Still, I have never shared the feelings of a lot of my generation that America is this all-consuming imperialist state. To my mind America is kind of like a big slobbery labrador. Sometimes sort of dumb and prone to the occasional mistake like shitting on the carpet or chewing your slippers or selling drugs to finance the Contras, but mostly benign and lovable.
(If there WERE a United Nations of dogs, then Britain would be some old farty thing that spends most of its time kipping on the rug, Germany would be like Lassie or some other dog that you suspected was smarter than you, France would be some horrid yappy creature, Australia would be this happy, one-eared mongrel called "Wag" and Italy would be constantly shagging your leg.)
As the days slipped away and our flight home loomed, the tone of news reports gradually changed from "America Under Attack!" to "America Recovers", "America Rising" and now "America Strikes Back". The whole experience doesn't seem to have dented American patriotism, as if it could (not that I think that was the aim in the first place). All around us, Americans seemed to have entered one of those ultra-patriotic phases that is just a little scary and often in bad taste. Everywhere the tourist tat shops stocked "Proud To Be An American!" t-shirts, or shirts that depict the two towers with "Gone, But Not Forgotten" written on them. Good to know that someone made money out of the tragedy, huh?
(Can you imagine, JFK "I Was At the Grassy Knoll" mugs? Or how about "Wehrmacht World Tour '44" t-shirts?)
Despite the shadow that was been thrown over our last month in the USA, our time in there was hugely enjoyable. Although it bothered me that there are some things about America with which I never quite got to grips. Like why they refer to biscuits as "cookies" and scones as "biscuits". Don't even get me started on "jelly" and "jam". Then there’s their obsession with pickles, because god knows you couldn't possibly eat a meal without having a huge green vinegary gherkin to go with it. I mean, I'm not a gherkinophobe, but a WHOLE pickle? Isn't that a tad excessive? How much gherkin-fermented wind does one person NEED for god's sake?
Then there are those nice things that I knew I would miss. I know it's stupid, but I just always got a thrill from getting my groceries in brown paper bags, like they do on the telly, and the general friendliness from nearly everyone, and the warmth we encountered everywhere. And the sound of crickets chirping at night, and the wildlife in general. Including lizards, although I had to keep that to myself because I didn’t need a panicky Kiwi standing on the bed waving a broomstick around.

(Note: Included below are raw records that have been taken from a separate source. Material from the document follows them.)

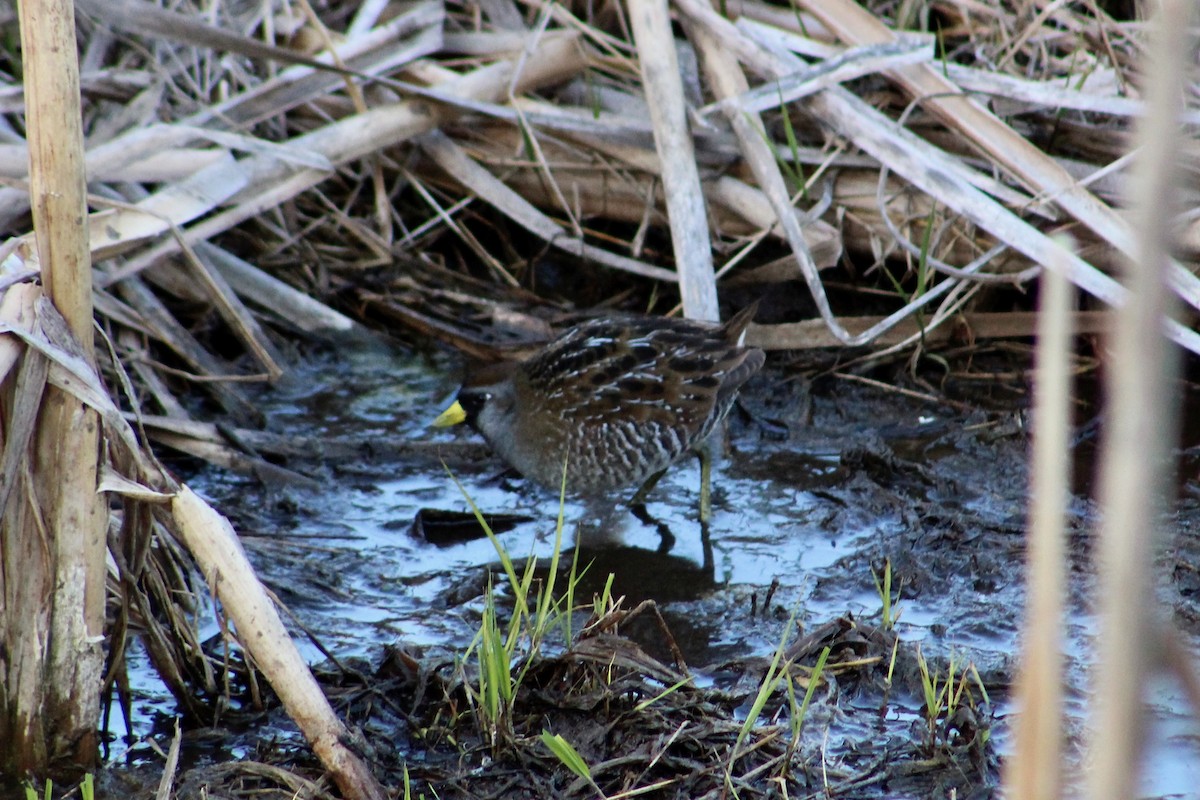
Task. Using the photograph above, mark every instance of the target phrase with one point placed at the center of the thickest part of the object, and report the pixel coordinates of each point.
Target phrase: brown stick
(222, 560)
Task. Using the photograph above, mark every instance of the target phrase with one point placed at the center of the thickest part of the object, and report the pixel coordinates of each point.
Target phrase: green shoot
(814, 679)
(891, 612)
(647, 703)
(567, 753)
(775, 673)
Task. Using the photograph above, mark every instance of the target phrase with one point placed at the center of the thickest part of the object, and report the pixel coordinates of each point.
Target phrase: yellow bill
(453, 415)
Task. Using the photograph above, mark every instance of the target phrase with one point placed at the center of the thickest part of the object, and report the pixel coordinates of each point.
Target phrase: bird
(615, 401)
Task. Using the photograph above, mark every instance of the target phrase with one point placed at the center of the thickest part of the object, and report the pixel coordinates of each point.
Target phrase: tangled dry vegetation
(475, 172)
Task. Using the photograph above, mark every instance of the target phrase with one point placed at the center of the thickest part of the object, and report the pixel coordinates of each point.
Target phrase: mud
(826, 483)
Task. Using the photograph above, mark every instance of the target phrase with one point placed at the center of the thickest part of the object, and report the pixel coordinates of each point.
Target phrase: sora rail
(619, 398)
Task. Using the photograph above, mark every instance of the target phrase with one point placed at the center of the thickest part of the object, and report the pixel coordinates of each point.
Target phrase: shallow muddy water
(810, 506)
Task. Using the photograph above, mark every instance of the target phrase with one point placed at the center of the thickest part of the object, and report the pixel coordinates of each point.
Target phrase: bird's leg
(647, 487)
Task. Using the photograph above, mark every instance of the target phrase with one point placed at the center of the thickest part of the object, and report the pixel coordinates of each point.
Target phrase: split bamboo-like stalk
(52, 581)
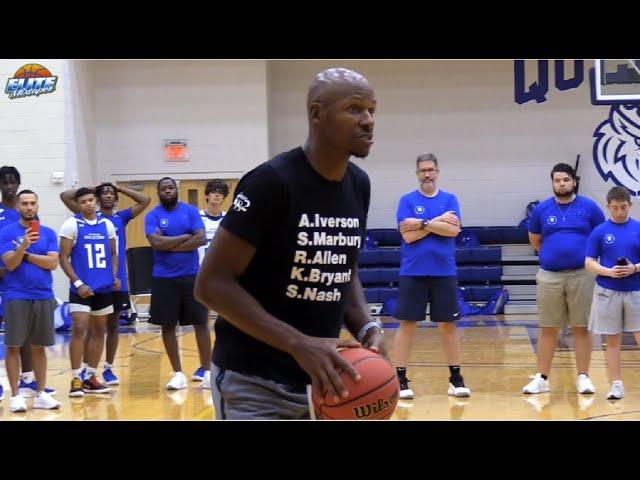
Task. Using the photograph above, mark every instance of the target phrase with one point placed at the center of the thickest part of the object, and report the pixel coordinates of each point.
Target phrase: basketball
(374, 397)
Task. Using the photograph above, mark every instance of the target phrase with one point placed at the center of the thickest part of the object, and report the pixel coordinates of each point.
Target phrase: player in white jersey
(215, 192)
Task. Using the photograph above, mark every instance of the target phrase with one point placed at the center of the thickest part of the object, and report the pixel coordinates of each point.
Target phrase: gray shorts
(29, 321)
(564, 298)
(614, 312)
(237, 396)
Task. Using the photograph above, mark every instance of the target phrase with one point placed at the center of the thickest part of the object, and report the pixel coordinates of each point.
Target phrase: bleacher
(488, 259)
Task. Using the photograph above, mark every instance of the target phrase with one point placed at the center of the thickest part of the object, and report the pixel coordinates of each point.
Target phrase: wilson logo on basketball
(30, 80)
(362, 412)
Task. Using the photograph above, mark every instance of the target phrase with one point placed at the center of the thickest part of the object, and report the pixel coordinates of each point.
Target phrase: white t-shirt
(69, 228)
(211, 225)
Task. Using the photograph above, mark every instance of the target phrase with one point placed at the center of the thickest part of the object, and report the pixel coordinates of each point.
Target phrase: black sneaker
(457, 387)
(92, 385)
(76, 388)
(405, 391)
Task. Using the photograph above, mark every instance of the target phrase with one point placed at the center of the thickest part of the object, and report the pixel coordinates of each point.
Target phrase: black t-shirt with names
(307, 231)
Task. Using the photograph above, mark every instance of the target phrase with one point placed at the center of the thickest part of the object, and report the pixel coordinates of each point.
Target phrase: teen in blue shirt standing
(107, 195)
(613, 253)
(175, 232)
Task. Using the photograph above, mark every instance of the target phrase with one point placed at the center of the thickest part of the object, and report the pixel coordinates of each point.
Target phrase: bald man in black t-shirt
(282, 268)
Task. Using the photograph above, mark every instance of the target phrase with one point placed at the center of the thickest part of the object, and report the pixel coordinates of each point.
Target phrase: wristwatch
(366, 327)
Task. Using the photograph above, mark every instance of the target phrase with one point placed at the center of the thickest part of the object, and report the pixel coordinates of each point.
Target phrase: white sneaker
(45, 402)
(458, 391)
(206, 381)
(537, 385)
(177, 382)
(617, 390)
(585, 385)
(405, 391)
(17, 404)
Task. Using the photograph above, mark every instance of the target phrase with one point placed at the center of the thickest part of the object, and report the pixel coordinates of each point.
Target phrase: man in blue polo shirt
(29, 252)
(429, 221)
(175, 231)
(558, 229)
(613, 253)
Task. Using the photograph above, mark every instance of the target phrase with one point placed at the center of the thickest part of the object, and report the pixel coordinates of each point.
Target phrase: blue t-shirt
(7, 217)
(564, 229)
(28, 281)
(91, 255)
(171, 223)
(120, 220)
(612, 240)
(433, 255)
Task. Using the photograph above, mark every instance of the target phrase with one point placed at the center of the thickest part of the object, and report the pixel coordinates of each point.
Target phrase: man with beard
(558, 229)
(107, 195)
(175, 231)
(265, 273)
(428, 220)
(30, 252)
(9, 185)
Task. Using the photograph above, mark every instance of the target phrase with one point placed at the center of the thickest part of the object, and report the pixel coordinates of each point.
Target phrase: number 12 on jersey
(96, 251)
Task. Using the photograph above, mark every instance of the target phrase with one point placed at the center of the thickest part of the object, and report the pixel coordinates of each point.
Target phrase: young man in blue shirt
(29, 252)
(558, 229)
(175, 232)
(107, 196)
(429, 221)
(613, 253)
(89, 258)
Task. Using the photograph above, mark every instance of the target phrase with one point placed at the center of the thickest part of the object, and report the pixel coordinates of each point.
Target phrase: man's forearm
(356, 308)
(443, 229)
(190, 244)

It seemed like an awful long time before when Caro was VICIOUSLY ATTACKED by that tiny lizard on the wall of our hotel in Ho Chi Minh City. On my last day I did a calculation and discovered that it was:
58 different beds
45 locations
30 flights
12 trains
13 buses
2 scary encounters with spiders
329 days
and god knows how many toilets ago
2001 was an amazing year. However, even I had to admit that it was about time to go home. Don't get me wrong, I loved every moment of our holiday but I was now feeling homesick on a regular basis. I missed the inside of my favourite hangout (the pub) meeting up with good friends (in the pub) and passing the time amiably (drinking). I also missed the conversations, the exciting cut-and-thrust of debate that we used to have at work. (Typically such burning issues as, “Who would win in a fight between Captain Caveman and Fred Flintstone?”) So Caro and I packed up a year’s worth of memories into our backpacks and strapped them on for one last time.